Pollack’s work would of course scarcely pass muster these days: at first glance these designs seem to represent the very worst of what we have come to know and understand as the objectification of women – although that may be a slightly facile view. Look again, click to enlarge, and these Pollack women are invariably self-possessed, self-assured, knowing and strong – we somehow know from the outset that it is the stiff-lipped, chiselled and puzzled tough-guy men, even more tightly corseted into stereotypical characteristics and behavioural expectations, who are probably going to end up as victims. The 1940s and 1950s are nowadays a far-off world – a world where men were men, etc. – cruder perhaps, certainly rather less sensitive, but also far more innocent, happily more reticent, and by no means without subtlety. Always wrong to judge out of context.

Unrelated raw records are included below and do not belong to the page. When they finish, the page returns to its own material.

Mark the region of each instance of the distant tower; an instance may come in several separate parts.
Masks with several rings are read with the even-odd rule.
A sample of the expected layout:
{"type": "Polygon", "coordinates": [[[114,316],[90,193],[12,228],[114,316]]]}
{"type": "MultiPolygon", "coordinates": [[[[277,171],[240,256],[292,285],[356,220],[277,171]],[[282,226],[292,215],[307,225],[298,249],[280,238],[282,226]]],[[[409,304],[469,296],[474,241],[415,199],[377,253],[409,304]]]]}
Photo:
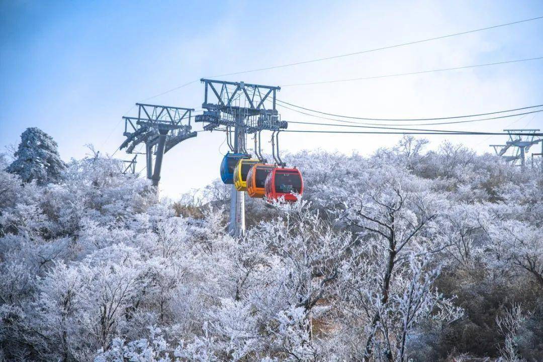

But who was J. Pollack? A local man as it turns out – John Pollack, born within walking distance of here in South London, on 27th May 1918 – the second son of Montague John Pollack (1882-1959) and his wife Elsie McCulloch (1886?-1952), who had married in 1912. His father, apparently known as Monty in the family, had been a musician before the war – something of a youthful prodigy on the cello in the 1890s – and more recently a rifleman in the 3rd Rifle Brigade, awarded the British War and Victory Medals. His own father, Oscar Pollack, was a Prussian-born professor of music and language who had settled in Birmingham with his Austrian wife, Melanie Thekla Amalia Johanna Huschell, the couple having married at the British Embassy in Vienna in 1880. Melanie Pollack was a fine singer and to judge from the local newspaper coverage the Pollacks’ annual concerts were quite a feature in the Birmingham life of the period.
Records are scant, but the family were living at 188 Elmhurst Mansions, Edgeley Road, Clapham, close to Clapham High Street station, both before and after the Second World War. I’ve not uncovered anything of John Pollack’s schooling or training but by 1947, still living with his parents, he was advertising himself as a commercial artist in the London telephone directory. In 1948 he married the nineteen-year-old Betty Leggatt, daughter of George John Leggatt – a barrister’s clerk at the time of his marriage to Sarah Ann Wheeley in 1914.
married couple lived with John’s parents at Elmhurst Mansions at least until Elsie Pollack’s death in 1952, later moving to 4C Elms Road, opposite Clapham Common, and then – by 1965 – slightly southwards again to 19 Lycias Road, a quiet street of bay-fronted terraced houses south of the Common.
John Pollack’s working style clearly developed over the years, as is evident from the 1960 cover for “Harley Street Hypnotist”, but I’ve not come across many of these later examples. He died aged sixty-six in February 1985, his widow surviving him for twenty years or more. That is about as much as I have been able to uncover – but I believe there were a couple of children, certainly some nephews – any further information gratefully received and acknowledged.